I know that this seems amazingly basic, but it is an important concept. Sometimes there are stupid people, but they are people. They might say stupid things, but they are people. Everyone is a person. In the United States I recently became aware of an incident where the “Alt-Right” movement leader basically spewed hate towards many. There were Nazi salutes, and phrases from World War II era. This speech was made in the United States on Saturday, November 19, 2016.
Let me spell out the time implicitly. This speech was made 26,131 days since the Liberation of Mauthausen on May 5, 1945 as the “last concentration camp” to be liberated before the Nazi surrender. That is a span of 71 years 6 months 14 days, a lifetime for some.
None of this hate is new. Hate has been around between various groups for decades, centuries, and millennia. However, what is new is that since the recent US elections there has been more hate visible and at the surface.
What is new is that this hate has become almost commonplace in America. This hate has been used by a candidate to get elected. This hate has been seen as the new normal.

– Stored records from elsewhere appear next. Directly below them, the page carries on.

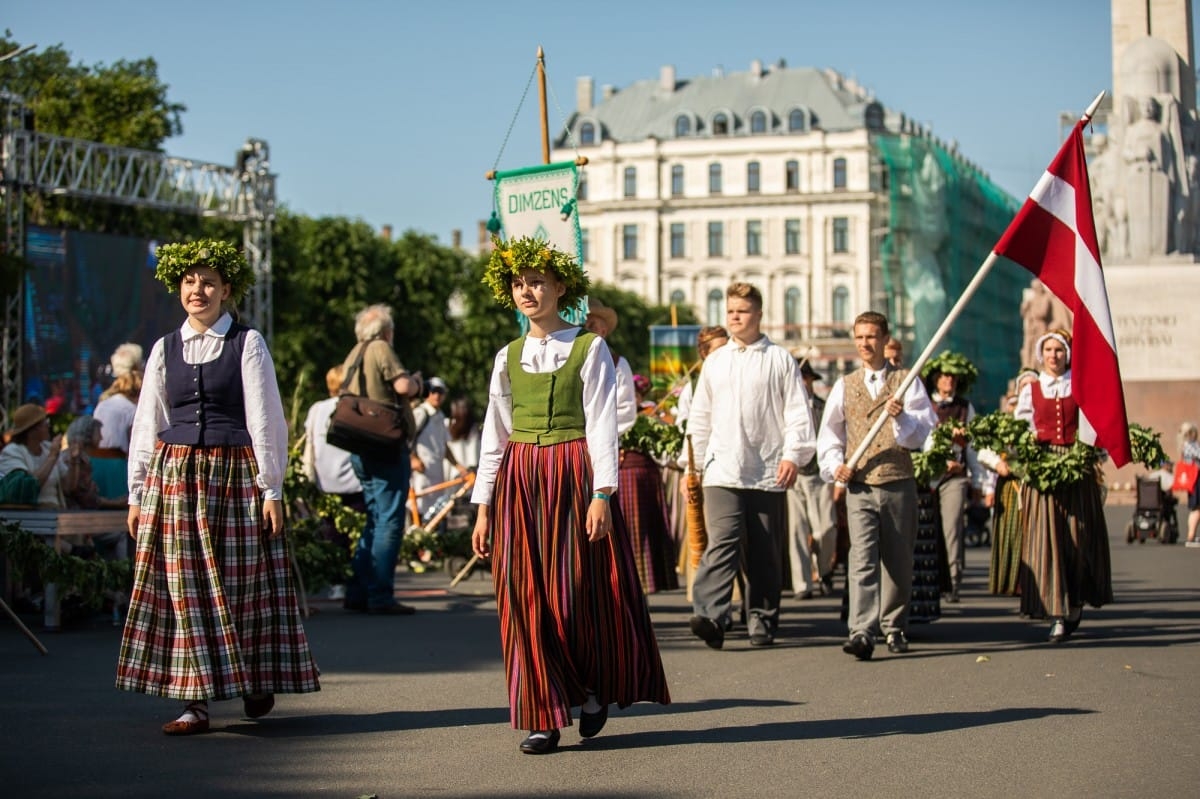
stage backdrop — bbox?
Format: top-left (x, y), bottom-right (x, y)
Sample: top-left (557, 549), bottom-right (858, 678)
top-left (23, 226), bottom-right (180, 414)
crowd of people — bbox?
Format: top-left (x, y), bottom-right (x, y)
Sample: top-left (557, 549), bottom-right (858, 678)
top-left (3, 234), bottom-right (1197, 753)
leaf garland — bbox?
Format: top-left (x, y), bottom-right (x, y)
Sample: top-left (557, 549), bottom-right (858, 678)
top-left (0, 522), bottom-right (132, 609)
top-left (911, 421), bottom-right (957, 485)
top-left (619, 414), bottom-right (684, 460)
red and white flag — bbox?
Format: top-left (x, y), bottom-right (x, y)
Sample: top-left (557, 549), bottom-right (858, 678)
top-left (993, 119), bottom-right (1131, 466)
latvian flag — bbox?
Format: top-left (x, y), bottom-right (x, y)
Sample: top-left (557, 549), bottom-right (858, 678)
top-left (993, 118), bottom-right (1132, 467)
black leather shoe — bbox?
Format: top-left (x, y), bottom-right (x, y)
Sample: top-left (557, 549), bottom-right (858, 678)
top-left (243, 692), bottom-right (275, 719)
top-left (1064, 606), bottom-right (1082, 635)
top-left (886, 631), bottom-right (909, 654)
top-left (367, 602), bottom-right (416, 615)
top-left (519, 729), bottom-right (560, 754)
top-left (689, 615), bottom-right (724, 649)
top-left (579, 704), bottom-right (608, 738)
top-left (842, 634), bottom-right (874, 660)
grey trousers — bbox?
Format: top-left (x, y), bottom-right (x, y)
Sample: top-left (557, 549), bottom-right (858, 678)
top-left (845, 479), bottom-right (918, 641)
top-left (937, 474), bottom-right (969, 584)
top-left (787, 472), bottom-right (837, 590)
top-left (693, 487), bottom-right (786, 637)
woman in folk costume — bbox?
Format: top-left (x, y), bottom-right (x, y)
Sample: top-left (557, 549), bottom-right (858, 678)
top-left (1013, 329), bottom-right (1113, 642)
top-left (116, 240), bottom-right (319, 735)
top-left (981, 368), bottom-right (1039, 596)
top-left (471, 237), bottom-right (670, 755)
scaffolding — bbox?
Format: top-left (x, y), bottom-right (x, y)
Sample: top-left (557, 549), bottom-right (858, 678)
top-left (0, 92), bottom-right (274, 417)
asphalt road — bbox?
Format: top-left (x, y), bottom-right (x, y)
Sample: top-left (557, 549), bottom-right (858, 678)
top-left (1, 503), bottom-right (1198, 799)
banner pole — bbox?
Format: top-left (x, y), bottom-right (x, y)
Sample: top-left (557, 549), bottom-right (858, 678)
top-left (537, 46), bottom-right (550, 164)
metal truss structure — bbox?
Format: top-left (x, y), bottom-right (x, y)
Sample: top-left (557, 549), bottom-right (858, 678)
top-left (0, 92), bottom-right (275, 417)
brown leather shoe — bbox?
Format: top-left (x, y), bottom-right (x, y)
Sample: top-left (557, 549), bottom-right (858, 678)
top-left (162, 702), bottom-right (210, 736)
top-left (243, 693), bottom-right (275, 719)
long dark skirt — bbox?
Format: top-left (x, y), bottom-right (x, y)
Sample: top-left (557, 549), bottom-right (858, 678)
top-left (491, 439), bottom-right (670, 731)
top-left (116, 444), bottom-right (320, 700)
top-left (988, 477), bottom-right (1023, 596)
top-left (1017, 474), bottom-right (1113, 618)
top-left (617, 451), bottom-right (679, 593)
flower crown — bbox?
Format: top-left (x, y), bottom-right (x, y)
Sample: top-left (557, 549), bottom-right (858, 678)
top-left (154, 239), bottom-right (254, 303)
top-left (482, 236), bottom-right (589, 311)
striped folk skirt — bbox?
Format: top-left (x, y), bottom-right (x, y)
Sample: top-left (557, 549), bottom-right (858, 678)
top-left (617, 451), bottom-right (679, 594)
top-left (1017, 474), bottom-right (1113, 619)
top-left (491, 439), bottom-right (671, 731)
top-left (116, 444), bottom-right (320, 701)
top-left (988, 477), bottom-right (1023, 596)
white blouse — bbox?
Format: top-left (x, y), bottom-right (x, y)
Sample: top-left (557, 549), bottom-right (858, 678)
top-left (127, 313), bottom-right (289, 504)
top-left (471, 327), bottom-right (619, 506)
top-left (1014, 369), bottom-right (1072, 426)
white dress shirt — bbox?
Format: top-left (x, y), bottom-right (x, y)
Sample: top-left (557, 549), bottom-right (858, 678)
top-left (1014, 370), bottom-right (1072, 426)
top-left (613, 354), bottom-right (638, 436)
top-left (471, 328), bottom-right (619, 506)
top-left (817, 367), bottom-right (937, 483)
top-left (94, 393), bottom-right (137, 452)
top-left (128, 313), bottom-right (289, 504)
top-left (686, 335), bottom-right (816, 491)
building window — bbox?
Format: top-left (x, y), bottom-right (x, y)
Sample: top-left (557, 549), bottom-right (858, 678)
top-left (623, 224), bottom-right (638, 260)
top-left (785, 219), bottom-right (801, 254)
top-left (833, 157), bottom-right (847, 190)
top-left (788, 109), bottom-right (806, 132)
top-left (671, 164), bottom-right (684, 197)
top-left (580, 122), bottom-right (596, 146)
top-left (708, 222), bottom-right (724, 257)
top-left (580, 228), bottom-right (590, 263)
top-left (785, 287), bottom-right (802, 339)
top-left (786, 160), bottom-right (800, 192)
top-left (670, 223), bottom-right (686, 258)
top-left (832, 217), bottom-right (849, 253)
top-left (707, 289), bottom-right (724, 325)
top-left (832, 286), bottom-right (850, 324)
top-left (712, 113), bottom-right (730, 135)
top-left (709, 162), bottom-right (722, 194)
top-left (750, 110), bottom-right (767, 134)
top-left (675, 115), bottom-right (691, 137)
top-left (624, 166), bottom-right (637, 198)
top-left (577, 172), bottom-right (588, 202)
top-left (670, 288), bottom-right (687, 307)
top-left (746, 220), bottom-right (762, 256)
top-left (747, 161), bottom-right (761, 194)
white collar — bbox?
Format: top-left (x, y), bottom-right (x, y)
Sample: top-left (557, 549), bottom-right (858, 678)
top-left (179, 313), bottom-right (233, 342)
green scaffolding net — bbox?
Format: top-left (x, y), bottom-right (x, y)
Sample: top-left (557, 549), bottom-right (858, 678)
top-left (875, 134), bottom-right (1027, 409)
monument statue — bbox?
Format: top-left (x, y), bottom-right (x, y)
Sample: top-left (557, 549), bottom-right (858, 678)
top-left (1019, 280), bottom-right (1073, 368)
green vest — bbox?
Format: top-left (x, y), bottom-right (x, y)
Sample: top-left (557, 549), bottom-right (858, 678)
top-left (506, 331), bottom-right (594, 445)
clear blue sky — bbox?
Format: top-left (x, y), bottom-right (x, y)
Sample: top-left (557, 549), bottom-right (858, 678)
top-left (6, 0), bottom-right (1195, 245)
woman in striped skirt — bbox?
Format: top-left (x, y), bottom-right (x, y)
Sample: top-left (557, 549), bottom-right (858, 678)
top-left (1012, 330), bottom-right (1112, 642)
top-left (982, 370), bottom-right (1038, 596)
top-left (472, 237), bottom-right (670, 755)
top-left (116, 240), bottom-right (319, 734)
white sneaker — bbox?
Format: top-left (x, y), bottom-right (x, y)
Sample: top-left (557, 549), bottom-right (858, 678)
top-left (1186, 541), bottom-right (1200, 548)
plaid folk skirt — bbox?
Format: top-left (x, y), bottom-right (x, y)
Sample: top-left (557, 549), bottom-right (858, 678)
top-left (116, 443), bottom-right (320, 701)
top-left (617, 451), bottom-right (678, 594)
top-left (491, 439), bottom-right (670, 731)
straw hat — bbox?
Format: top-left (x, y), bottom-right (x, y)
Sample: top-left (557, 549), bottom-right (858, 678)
top-left (9, 403), bottom-right (47, 437)
top-left (586, 298), bottom-right (618, 333)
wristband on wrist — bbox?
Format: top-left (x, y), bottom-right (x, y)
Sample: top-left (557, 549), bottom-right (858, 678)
top-left (591, 491), bottom-right (610, 502)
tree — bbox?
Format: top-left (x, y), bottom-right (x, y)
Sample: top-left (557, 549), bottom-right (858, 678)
top-left (585, 282), bottom-right (698, 378)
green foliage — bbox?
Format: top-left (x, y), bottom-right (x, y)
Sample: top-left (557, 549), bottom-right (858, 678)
top-left (620, 414), bottom-right (684, 460)
top-left (0, 522), bottom-right (131, 609)
top-left (587, 283), bottom-right (698, 378)
top-left (921, 351), bottom-right (979, 395)
top-left (154, 239), bottom-right (253, 302)
top-left (1129, 423), bottom-right (1167, 468)
top-left (482, 235), bottom-right (589, 312)
top-left (398, 524), bottom-right (472, 569)
top-left (911, 422), bottom-right (956, 485)
top-left (282, 438), bottom-right (358, 592)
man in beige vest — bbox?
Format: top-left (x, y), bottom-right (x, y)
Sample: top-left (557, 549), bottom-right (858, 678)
top-left (816, 312), bottom-right (936, 659)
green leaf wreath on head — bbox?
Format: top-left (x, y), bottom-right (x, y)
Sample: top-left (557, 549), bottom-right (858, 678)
top-left (482, 235), bottom-right (589, 311)
top-left (154, 239), bottom-right (255, 304)
top-left (920, 351), bottom-right (979, 396)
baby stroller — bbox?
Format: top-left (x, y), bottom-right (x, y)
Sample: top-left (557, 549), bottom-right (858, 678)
top-left (1126, 472), bottom-right (1179, 544)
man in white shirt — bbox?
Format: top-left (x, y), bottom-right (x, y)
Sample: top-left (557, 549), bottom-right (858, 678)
top-left (411, 377), bottom-right (466, 517)
top-left (818, 311), bottom-right (936, 660)
top-left (686, 282), bottom-right (816, 649)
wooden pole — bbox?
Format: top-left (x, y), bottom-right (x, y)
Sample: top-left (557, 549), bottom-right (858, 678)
top-left (0, 596), bottom-right (49, 655)
top-left (537, 46), bottom-right (550, 164)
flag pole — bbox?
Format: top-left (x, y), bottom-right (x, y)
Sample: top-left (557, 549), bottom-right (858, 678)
top-left (837, 91), bottom-right (1106, 483)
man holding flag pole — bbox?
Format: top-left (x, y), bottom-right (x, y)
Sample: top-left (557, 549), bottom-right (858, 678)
top-left (822, 91), bottom-right (1129, 646)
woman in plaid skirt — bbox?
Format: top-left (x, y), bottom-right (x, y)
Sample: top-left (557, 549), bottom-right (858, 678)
top-left (116, 240), bottom-right (319, 735)
top-left (471, 237), bottom-right (669, 755)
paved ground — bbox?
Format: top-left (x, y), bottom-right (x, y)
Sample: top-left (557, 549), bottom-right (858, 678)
top-left (1, 504), bottom-right (1198, 799)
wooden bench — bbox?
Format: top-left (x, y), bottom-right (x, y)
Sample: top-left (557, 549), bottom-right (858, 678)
top-left (0, 509), bottom-right (129, 630)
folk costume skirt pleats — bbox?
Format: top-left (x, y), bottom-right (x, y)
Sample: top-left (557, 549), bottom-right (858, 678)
top-left (1017, 472), bottom-right (1113, 619)
top-left (492, 440), bottom-right (670, 731)
top-left (116, 443), bottom-right (320, 701)
top-left (617, 450), bottom-right (678, 594)
top-left (988, 476), bottom-right (1023, 596)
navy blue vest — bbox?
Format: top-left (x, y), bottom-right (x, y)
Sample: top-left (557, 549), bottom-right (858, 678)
top-left (158, 323), bottom-right (253, 447)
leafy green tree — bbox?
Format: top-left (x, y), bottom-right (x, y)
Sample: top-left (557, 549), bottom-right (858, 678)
top-left (585, 283), bottom-right (698, 377)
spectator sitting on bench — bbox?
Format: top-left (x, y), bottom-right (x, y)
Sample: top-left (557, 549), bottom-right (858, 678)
top-left (0, 403), bottom-right (66, 508)
top-left (61, 415), bottom-right (128, 510)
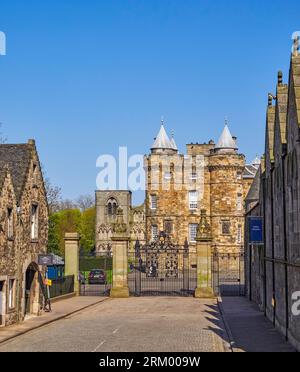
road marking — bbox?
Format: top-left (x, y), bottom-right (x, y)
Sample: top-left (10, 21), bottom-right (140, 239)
top-left (92, 340), bottom-right (106, 353)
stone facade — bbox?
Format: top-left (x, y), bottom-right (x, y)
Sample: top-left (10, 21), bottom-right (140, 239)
top-left (245, 43), bottom-right (300, 351)
top-left (0, 140), bottom-right (48, 327)
top-left (96, 123), bottom-right (258, 257)
top-left (95, 190), bottom-right (145, 253)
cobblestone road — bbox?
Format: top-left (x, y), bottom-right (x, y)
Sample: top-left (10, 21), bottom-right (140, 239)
top-left (0, 297), bottom-right (227, 352)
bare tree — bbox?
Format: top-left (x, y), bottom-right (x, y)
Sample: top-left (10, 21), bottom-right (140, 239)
top-left (44, 177), bottom-right (62, 214)
top-left (59, 199), bottom-right (78, 211)
top-left (76, 194), bottom-right (95, 211)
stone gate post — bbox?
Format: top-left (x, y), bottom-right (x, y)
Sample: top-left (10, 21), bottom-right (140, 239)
top-left (64, 233), bottom-right (80, 296)
top-left (110, 208), bottom-right (130, 298)
top-left (195, 210), bottom-right (214, 298)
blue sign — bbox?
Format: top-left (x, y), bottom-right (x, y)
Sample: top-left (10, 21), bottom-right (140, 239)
top-left (248, 217), bottom-right (263, 244)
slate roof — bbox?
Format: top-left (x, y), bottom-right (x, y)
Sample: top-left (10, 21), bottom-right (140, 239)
top-left (245, 166), bottom-right (260, 202)
top-left (0, 143), bottom-right (33, 202)
top-left (169, 136), bottom-right (178, 151)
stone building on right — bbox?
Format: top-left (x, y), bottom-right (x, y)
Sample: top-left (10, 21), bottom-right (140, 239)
top-left (245, 37), bottom-right (300, 351)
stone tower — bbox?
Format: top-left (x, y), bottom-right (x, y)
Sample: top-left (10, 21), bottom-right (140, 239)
top-left (95, 190), bottom-right (132, 253)
top-left (209, 125), bottom-right (246, 253)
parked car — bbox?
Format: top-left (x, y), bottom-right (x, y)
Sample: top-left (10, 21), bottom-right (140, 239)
top-left (88, 269), bottom-right (107, 285)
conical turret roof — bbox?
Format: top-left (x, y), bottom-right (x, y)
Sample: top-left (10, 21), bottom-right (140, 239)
top-left (215, 124), bottom-right (238, 150)
top-left (151, 122), bottom-right (172, 150)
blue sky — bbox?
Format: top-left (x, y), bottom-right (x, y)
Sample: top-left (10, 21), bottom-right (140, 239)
top-left (0, 0), bottom-right (299, 205)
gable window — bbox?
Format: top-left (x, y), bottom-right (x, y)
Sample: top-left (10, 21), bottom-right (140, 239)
top-left (33, 164), bottom-right (38, 184)
top-left (8, 279), bottom-right (15, 309)
top-left (7, 208), bottom-right (13, 239)
top-left (31, 205), bottom-right (39, 240)
top-left (189, 191), bottom-right (198, 210)
top-left (151, 225), bottom-right (158, 241)
top-left (107, 198), bottom-right (118, 218)
top-left (221, 220), bottom-right (231, 235)
top-left (189, 223), bottom-right (198, 242)
top-left (150, 195), bottom-right (157, 210)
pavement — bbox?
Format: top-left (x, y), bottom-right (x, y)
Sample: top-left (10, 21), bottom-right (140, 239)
top-left (0, 295), bottom-right (296, 352)
top-left (0, 297), bottom-right (227, 352)
top-left (218, 296), bottom-right (296, 352)
top-left (0, 296), bottom-right (108, 345)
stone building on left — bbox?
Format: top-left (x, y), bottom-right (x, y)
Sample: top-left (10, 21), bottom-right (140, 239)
top-left (0, 139), bottom-right (48, 327)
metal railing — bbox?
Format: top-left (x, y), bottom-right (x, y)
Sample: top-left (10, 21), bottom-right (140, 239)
top-left (49, 275), bottom-right (75, 298)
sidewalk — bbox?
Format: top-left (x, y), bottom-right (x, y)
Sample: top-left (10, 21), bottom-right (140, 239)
top-left (0, 296), bottom-right (109, 345)
top-left (218, 296), bottom-right (296, 352)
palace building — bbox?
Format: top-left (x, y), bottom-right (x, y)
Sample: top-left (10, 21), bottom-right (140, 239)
top-left (96, 122), bottom-right (259, 256)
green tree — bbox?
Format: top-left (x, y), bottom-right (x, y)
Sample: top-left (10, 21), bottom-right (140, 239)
top-left (48, 208), bottom-right (96, 256)
top-left (79, 207), bottom-right (96, 254)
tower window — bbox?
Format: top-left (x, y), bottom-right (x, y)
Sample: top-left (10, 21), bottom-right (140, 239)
top-left (164, 220), bottom-right (173, 235)
top-left (151, 225), bottom-right (158, 241)
top-left (221, 220), bottom-right (231, 235)
top-left (237, 224), bottom-right (242, 243)
top-left (189, 223), bottom-right (198, 242)
top-left (150, 195), bottom-right (157, 210)
top-left (237, 193), bottom-right (243, 211)
top-left (189, 191), bottom-right (198, 210)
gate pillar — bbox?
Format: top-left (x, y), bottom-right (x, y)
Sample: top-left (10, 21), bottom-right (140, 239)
top-left (110, 208), bottom-right (130, 298)
top-left (64, 233), bottom-right (80, 296)
top-left (195, 210), bottom-right (214, 298)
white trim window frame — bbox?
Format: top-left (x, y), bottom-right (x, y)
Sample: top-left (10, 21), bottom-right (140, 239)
top-left (151, 225), bottom-right (158, 241)
top-left (189, 223), bottom-right (198, 243)
top-left (150, 195), bottom-right (157, 210)
top-left (189, 191), bottom-right (198, 210)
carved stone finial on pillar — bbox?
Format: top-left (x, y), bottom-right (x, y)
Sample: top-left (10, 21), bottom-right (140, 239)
top-left (112, 207), bottom-right (128, 235)
top-left (195, 210), bottom-right (214, 299)
top-left (196, 209), bottom-right (212, 242)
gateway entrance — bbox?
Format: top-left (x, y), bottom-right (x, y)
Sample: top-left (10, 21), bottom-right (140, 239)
top-left (128, 238), bottom-right (197, 297)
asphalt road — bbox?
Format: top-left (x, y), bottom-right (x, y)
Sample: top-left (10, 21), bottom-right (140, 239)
top-left (0, 297), bottom-right (227, 352)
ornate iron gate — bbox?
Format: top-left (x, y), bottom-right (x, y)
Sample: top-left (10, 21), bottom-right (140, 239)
top-left (212, 252), bottom-right (245, 296)
top-left (128, 238), bottom-right (197, 297)
top-left (79, 253), bottom-right (112, 296)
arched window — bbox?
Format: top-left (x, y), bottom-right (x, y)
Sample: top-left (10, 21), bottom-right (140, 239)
top-left (107, 198), bottom-right (118, 218)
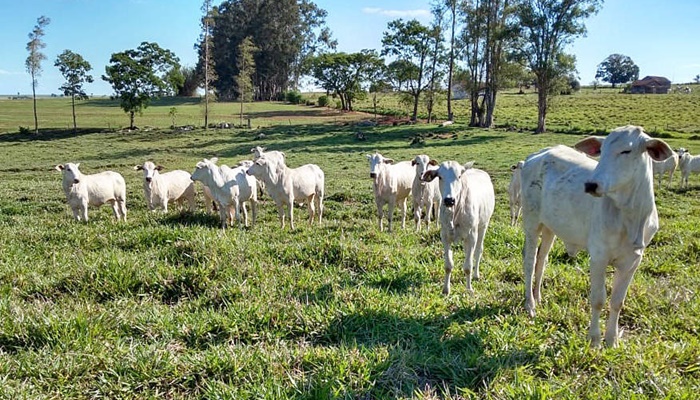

It can never be allowed to be the new normal.
We must all stand together. The United States has had these same issues when Mr. Obama was elected to the office of the President. Some people let those comments proceed without outrage, myself included. Some people saw the issues of minorities and African-Americans being killed by the use of excessive force and did not say anything. This blog included. It has continued to spread to the point that even properly conducted elections and the science of medicine are being questioned in 2020.
I feel guilty until waiting until now to say something publicly. It does not mean I did nothing, it means I did not do enough. I became a licensed marriage officiant and offered to perform weddings for anyone. I purchased domains of a homophobic pizza parlor and replaced them with rainbow flags. I make donations to what I see as the common good, education and freedom charities.
I agree with people who say the Safety Pin movement is a nice gesture to make us feel better. I don’t wear one. I should not wait for someone to come to me for assistance and safety. I will proactively help people be safe and secure. I am not perfect. I am far from it. However I realize that many have waited too long to say, “this situation is not acceptable”. Much of this is because it did not effect us directly.
Martin Niemöller, a Protestant pastor, made the statement that many will remember or quote AFTER World War II.
First they came for the Socialists, and I did not speak out—
Because I was not a Socialist.
Then they came for the Trade Unionists, and I did not speak out—
Because I was not a Trade Unionist.
Then they came for the Jews, and I did not speak out—
Because I was not a Jew.
Then they came for me—and there was no one left to speak for me.
It still rings true today. It will most likely unfortunately ring true many decades in the future. It is a reminder of the consequences of inaction. These comments were made AFTER the atrocities of the Nazis, when it was already too late for many.
Let us all take a deep breath and work together to solve these issues. Be an active person, do not simply wait for someone to come to you. Do not go looking for a fight, that does not help anyone. Be prepared to protect each other. Do more than calling or writing, be active in helping.
All we can all do is try our best, but we must at least try. I apologize for waiting this long.